Echoing McHenry, the president of St. John’s College, Christopher B. Nelson, reclaims the liberal arts ideal, reminding us that too many of us in education, in our relentless focus on test scores and outcomes, risk losing our way.  Try not to cringe as Nelson describes the chairman of the business department of a small “liberal arts” college saying to one of his sons,

“My job is to make you into the best product that can be sold on the market.  You are raw material and I am the producer and together we must make a product that we can go out and sell.  I want to help you get the best price for your mind and body when you graduate from here, in competition with all the other products from all the other colleges.”

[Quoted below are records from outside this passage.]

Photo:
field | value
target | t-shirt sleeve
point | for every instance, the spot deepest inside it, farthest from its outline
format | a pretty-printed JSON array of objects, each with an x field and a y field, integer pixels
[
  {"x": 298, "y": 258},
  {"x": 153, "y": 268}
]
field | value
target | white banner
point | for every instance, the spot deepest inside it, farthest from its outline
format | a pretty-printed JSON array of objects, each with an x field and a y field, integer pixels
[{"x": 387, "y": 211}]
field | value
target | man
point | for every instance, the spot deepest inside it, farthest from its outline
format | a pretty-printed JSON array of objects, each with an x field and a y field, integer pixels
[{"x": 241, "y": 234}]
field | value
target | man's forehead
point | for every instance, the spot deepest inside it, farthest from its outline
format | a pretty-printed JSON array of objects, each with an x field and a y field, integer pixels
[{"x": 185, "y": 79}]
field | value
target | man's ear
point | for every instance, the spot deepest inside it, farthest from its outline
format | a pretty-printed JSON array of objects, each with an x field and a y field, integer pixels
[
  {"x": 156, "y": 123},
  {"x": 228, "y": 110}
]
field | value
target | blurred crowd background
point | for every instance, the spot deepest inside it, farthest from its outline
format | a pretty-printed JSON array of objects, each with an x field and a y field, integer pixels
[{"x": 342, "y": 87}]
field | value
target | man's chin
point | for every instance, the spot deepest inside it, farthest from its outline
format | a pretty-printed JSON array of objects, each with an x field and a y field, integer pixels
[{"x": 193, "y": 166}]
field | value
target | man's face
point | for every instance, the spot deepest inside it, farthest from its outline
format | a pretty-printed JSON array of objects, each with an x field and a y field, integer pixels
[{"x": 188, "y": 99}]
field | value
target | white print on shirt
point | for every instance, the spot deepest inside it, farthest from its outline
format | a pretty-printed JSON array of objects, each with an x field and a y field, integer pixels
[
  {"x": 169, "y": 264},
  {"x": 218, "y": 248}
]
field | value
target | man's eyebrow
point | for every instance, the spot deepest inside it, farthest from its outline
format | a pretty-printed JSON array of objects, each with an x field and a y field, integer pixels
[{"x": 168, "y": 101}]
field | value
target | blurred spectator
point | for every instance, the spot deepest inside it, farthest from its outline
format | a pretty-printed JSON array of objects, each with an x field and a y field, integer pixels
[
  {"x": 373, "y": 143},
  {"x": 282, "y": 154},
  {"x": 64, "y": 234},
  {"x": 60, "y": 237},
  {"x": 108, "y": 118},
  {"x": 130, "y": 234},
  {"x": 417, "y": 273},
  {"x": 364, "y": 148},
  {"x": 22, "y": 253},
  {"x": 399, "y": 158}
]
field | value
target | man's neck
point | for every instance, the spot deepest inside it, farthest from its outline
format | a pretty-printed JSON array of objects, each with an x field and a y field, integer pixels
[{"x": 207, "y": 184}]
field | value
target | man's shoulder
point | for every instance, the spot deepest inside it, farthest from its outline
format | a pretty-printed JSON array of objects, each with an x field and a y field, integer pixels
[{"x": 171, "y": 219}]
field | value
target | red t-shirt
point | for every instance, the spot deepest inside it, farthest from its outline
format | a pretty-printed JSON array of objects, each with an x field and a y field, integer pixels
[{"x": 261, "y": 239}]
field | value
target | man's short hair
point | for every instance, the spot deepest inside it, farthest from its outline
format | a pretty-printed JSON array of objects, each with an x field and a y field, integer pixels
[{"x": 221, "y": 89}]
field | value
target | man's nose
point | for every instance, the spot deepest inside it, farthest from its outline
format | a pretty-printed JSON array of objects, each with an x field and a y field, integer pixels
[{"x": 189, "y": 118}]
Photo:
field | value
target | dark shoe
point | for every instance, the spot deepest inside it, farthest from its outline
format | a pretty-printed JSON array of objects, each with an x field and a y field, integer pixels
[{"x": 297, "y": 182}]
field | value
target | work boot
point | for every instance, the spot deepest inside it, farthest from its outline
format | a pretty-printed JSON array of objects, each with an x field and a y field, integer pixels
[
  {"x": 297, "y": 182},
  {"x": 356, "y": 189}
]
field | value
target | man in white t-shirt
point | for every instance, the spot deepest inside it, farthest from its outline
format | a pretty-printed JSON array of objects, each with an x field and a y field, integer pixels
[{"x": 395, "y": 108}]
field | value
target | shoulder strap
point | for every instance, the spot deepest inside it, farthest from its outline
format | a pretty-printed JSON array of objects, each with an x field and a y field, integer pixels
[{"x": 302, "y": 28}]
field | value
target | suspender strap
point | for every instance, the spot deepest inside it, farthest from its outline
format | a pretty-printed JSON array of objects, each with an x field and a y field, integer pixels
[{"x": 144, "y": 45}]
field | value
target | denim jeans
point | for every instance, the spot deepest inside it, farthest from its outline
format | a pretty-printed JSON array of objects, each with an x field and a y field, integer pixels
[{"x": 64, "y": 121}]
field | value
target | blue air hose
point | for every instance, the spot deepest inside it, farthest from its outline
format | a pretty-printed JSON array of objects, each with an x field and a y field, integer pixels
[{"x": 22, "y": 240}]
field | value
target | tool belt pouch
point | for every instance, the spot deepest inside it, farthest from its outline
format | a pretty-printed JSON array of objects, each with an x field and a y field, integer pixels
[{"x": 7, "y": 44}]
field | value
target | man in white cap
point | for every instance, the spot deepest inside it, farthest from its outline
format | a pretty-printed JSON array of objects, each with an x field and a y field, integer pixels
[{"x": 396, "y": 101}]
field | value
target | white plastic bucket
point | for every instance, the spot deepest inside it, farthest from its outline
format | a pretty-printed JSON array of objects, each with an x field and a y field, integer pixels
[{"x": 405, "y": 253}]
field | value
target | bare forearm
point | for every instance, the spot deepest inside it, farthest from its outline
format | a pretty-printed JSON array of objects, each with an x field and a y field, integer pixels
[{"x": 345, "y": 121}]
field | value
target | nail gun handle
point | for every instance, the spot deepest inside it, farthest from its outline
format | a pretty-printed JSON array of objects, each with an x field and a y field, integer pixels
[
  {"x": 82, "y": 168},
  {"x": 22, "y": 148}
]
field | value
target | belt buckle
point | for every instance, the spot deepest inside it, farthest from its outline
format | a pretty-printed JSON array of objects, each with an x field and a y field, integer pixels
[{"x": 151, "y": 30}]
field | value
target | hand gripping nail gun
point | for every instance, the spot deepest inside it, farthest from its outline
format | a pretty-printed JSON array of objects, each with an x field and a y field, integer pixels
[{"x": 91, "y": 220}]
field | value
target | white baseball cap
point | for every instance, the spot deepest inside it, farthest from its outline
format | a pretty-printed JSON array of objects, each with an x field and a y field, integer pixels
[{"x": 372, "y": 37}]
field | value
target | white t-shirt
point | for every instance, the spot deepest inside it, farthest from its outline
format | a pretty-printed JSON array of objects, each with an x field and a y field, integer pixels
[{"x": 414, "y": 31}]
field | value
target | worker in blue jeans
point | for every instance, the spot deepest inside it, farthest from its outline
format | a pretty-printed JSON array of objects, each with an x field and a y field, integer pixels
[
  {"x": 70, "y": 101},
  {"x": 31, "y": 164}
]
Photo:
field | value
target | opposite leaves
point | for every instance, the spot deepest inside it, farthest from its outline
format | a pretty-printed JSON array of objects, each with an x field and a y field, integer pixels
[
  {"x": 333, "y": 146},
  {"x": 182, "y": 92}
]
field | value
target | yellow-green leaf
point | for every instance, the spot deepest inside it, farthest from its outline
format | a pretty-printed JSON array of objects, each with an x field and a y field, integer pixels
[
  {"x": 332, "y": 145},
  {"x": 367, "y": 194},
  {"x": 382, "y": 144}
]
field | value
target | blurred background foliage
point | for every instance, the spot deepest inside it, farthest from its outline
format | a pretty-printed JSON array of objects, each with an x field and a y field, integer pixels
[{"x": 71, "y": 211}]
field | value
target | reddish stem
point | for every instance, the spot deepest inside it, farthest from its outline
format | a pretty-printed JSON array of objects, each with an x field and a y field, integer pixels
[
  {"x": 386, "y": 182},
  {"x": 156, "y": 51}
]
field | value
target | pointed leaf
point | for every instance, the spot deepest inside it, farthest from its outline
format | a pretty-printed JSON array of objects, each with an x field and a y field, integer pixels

In a certain sense, there is nothing wrong with this approach, Nelson writes.  ”More people should have this.  Almost all of us need to work in order to live.  But life is more than earning a living.  One ought also to be concerned with making a life worth living.  So, the problem with this kind of education is that it is just not enough,” he concludes.

Lastly, for teachers who, inevitably, question the relevance of Great Books to low-income, immigrant, or minority learners, English professor Bruce Gans has a reply.  Observing the “tragic intellectual and cultural handicaps” that have hobbled his students, Gans administers a curriculum based on Mortimer Adler’s famous reading list.

The most serious form this terrible damage takes is that my students as a consequence are unexposed to the ideas, questions, and meditations on the human condition these major figures have contributed and from which millions of the educated have gleaned a deeper and more useful understanding of themselves, of others, and of the long and painful evolution that has brought us to our current stage of civilization and human freedom.

“Insofar as the Great Books are concerned, they will continue to deeply reward those like my students who study and understand them,” Gans writes.   And to those who dismiss them?  ”One calls to mind the Middle Eastern expression: the dogs bark, the caravan passes.”